Another shout. Katie looked over her shoulder to see Miles throw a Frisbee to Keely. So much laughter. It warmed her all the way to her bones.
Katie said, “It’s been two weeks and no more math teacher murders. Maybe the madman has simply left the area.”
“Thank God for no more murders, but I really hope he hasn’t left, it would make it that much harder to get the creep. Dillon hasn’t said much, just told me he’s doing good old-fashioned police work, and then he smiles. We’ll see. I’m busy on other cases, so it’s really pretty much in his bailiwick. Calls on the hot line have dropped over the past two weeks to only about fifty a day. You wouldn’t believe how many man-hours it takes to check just fifty calls, and all for nothing.”
“I can’t begin to imagine. I never had to do anything like that.” Katie shaded her eyes and looked over the park, always coming back to Keely who was chasing Sam, Sean running as fast as he could behind them. She didn’t realize she’d stopped walking and was staring at nothing in particular when Sherlock said, “What’s up, Katie?”
Katie gave a start. She looked down at the small woman who could probably knock her on her butt. “Do you fight dirty, Sherlock?”
“Dirty? Hmm. As in would I do anything at all, no matter how rotten, to disarm a bad guy? Oh yeah. Why?”
Katie shrugged. “I was just wondering, that’s all. Would you look at this gorgeous day. Can you believe this Indian summer? In early December?”
Sherlock raised her face to the sun that was bright and warm.
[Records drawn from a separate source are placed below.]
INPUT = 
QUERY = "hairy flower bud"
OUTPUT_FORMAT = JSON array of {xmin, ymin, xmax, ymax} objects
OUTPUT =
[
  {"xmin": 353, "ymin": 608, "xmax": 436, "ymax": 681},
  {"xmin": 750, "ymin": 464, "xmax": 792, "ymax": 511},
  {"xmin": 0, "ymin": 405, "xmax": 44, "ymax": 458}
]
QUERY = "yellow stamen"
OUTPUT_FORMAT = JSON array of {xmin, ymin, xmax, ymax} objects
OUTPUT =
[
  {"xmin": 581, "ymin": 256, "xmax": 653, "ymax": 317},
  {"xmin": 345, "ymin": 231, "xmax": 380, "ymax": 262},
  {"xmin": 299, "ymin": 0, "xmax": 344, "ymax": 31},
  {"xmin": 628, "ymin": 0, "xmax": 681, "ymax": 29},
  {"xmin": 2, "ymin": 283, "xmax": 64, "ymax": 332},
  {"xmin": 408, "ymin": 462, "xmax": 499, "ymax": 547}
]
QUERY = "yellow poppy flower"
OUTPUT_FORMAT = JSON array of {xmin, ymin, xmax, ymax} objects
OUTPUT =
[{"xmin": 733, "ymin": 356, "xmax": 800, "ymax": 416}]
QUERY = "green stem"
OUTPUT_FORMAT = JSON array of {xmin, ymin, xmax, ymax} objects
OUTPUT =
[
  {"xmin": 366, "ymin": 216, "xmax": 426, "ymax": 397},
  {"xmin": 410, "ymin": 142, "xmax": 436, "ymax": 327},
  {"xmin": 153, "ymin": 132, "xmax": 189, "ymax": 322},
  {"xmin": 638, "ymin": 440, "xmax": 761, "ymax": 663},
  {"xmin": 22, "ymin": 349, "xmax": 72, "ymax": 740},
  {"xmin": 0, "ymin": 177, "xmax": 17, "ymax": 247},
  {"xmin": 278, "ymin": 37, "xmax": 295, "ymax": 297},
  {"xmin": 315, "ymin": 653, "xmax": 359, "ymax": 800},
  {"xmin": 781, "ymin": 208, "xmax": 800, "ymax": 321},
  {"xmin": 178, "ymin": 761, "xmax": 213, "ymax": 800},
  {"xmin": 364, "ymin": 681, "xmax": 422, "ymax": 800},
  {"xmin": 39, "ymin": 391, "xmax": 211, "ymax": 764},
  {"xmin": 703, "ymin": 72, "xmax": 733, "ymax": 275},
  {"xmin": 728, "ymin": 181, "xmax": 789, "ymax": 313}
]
A crisp breeze rustled through the nearly naked tree branches, ruffled her hair. Winter was lurking just around the corner, but not today. “Thank God, all that interminable rain has stopped. I swear I was starting to grow mold. At least we’ve got a couple of beautiful days before that snowstorm hits on Monday.”
“Mom says it’s finally stopped raining in Jessborough. Everything is still soggy, but things are getting back to normal. Do you know what she sent me for a wedding present?”
“A whip?”
To Sherlock’s surprise, Katie looked like she would burst into tears. “What is it, Katie? What did she send you?”
Katie wiped her hand across her eyes, and shook her head. “I didn’t mean to lose it like that. What you said about the whip-that’s funny, but it’s just that every time I think about it, how much it means to me and how she knew how much it means. She sent me copies of all her family photos, put them in three big albums. You know I lost everything when the house burned down. But now I have Keely’s first five years again.”
“Oh my, that was nice of her. Your mom is the greatest, Katie. Sam’s a lucky little boy to have such a wonderful grandmother. You said you guys are going back to Jessborough for Christmas? And there’ll be a religious ceremony this time for your mom and all your friends?”
Katie nodded. “She didn’t want to come here right away. She wanted to give the four of us time to get settled in with each other.” Katie sucked in a deep breath. “You know, Sherlock, it just doesn’t smell like eastern Tennessee here.”
“No,” Sherlock said. “Here, there’s always the underlying scent of car exhaust.”
“No, it’s more than that.”
“Okay, there’s also the scent of politicians, and that’s worse than car exhaust. But you know, springtime in Washington is really beautiful, if you just forget politics.”
Katie laughed, but to Sherlock’s keen ears, it was forced. She said, “Miles mentioned yesterday that as soon as Savich was up for it, they were going to work out together.”